Time-series pattern¶
What is it?¶
The time-series pattern is designed for storing and querying data that is naturally ordered by time. This pattern uses time-based sort keys to enable efficient range queries across different time granularities (hour, day, month, year).

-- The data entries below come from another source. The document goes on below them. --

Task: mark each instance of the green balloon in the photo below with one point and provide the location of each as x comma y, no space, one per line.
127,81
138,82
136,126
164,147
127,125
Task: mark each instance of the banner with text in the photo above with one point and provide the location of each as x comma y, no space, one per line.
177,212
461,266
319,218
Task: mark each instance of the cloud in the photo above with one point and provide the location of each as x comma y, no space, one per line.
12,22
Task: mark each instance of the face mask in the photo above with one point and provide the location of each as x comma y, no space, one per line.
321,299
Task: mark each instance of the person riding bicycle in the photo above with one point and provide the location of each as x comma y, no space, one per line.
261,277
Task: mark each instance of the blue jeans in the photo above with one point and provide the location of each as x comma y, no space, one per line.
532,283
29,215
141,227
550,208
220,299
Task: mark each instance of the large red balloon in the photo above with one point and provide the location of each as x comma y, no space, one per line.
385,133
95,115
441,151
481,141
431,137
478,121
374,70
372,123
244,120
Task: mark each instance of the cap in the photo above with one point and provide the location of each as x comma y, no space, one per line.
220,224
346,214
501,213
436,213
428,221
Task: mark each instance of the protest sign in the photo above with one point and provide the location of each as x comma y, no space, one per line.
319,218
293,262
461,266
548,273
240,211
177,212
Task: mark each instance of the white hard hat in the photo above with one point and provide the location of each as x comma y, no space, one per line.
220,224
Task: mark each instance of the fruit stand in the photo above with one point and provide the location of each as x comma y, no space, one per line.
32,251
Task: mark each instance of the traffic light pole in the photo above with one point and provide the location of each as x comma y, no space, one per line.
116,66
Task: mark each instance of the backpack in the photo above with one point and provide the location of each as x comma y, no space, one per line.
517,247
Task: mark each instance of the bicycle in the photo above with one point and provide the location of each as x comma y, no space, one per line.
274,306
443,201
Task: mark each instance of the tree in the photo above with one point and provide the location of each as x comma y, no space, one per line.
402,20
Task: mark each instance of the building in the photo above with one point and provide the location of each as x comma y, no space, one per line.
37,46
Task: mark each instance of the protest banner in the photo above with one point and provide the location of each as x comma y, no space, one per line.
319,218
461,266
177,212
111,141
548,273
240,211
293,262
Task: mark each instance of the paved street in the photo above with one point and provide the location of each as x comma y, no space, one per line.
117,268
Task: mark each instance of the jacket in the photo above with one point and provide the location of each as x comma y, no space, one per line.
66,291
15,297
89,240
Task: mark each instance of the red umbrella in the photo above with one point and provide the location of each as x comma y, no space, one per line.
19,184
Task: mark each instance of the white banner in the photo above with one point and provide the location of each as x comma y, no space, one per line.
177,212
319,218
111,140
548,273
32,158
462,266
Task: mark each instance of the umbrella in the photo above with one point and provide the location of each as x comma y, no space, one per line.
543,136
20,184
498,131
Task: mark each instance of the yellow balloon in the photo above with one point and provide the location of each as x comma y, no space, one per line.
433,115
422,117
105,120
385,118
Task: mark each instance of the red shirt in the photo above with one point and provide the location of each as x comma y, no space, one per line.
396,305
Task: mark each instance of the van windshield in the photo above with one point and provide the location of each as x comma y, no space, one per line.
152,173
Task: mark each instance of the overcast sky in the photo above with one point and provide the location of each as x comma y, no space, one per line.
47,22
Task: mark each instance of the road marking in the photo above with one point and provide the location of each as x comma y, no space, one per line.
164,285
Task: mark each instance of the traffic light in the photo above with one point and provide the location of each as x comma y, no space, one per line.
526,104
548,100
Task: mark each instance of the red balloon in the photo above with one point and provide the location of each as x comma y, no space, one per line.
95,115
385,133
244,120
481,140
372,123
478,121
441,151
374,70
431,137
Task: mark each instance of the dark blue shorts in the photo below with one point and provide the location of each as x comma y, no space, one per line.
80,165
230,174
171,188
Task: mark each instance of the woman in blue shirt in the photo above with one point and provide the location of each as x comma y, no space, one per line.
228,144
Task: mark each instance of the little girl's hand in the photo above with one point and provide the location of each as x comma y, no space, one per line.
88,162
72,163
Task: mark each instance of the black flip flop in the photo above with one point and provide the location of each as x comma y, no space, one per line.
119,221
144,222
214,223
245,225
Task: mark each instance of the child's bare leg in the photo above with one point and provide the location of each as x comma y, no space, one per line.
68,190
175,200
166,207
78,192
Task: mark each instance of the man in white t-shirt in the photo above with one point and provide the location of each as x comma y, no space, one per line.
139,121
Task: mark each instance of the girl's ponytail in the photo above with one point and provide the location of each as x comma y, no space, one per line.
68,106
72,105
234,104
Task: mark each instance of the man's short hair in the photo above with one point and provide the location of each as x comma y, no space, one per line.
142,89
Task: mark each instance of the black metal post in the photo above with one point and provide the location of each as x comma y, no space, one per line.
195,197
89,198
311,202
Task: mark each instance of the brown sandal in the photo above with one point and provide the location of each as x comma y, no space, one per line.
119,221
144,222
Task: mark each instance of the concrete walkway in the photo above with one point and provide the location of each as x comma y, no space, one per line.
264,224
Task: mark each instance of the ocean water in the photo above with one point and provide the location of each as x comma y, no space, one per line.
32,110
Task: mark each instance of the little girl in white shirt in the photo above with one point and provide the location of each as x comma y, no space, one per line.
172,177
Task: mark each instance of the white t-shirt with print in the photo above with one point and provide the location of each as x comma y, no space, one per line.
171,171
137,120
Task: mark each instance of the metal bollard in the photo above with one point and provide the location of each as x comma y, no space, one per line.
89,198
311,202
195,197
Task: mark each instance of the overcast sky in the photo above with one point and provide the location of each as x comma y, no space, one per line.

Common examples include: - Application logs and events - Sensor readings and IoT data - User activity tracking - Financial transactions - Metrics and monitoring data
The pattern typically uses a format like: {year}-{month}-{day}-{hour} or {timestamp}#{id}
Why is it important?¶
Efficient time-range queries¶
Time-series keys enable efficient queries for specific time ranges without scanning the entire dataset:
// Query all events in December 2024
sk: { between: ['2024-12-01', '2024-12-31'] }
// Query events in a specific hour
sk: { beginsWith: '2024-12-01-14' }
Natural sort order¶
DynamoDB automatically sorts items by sort key, so time-series data is naturally ordered chronologically, making it easy to retrieve the most recent or oldest items.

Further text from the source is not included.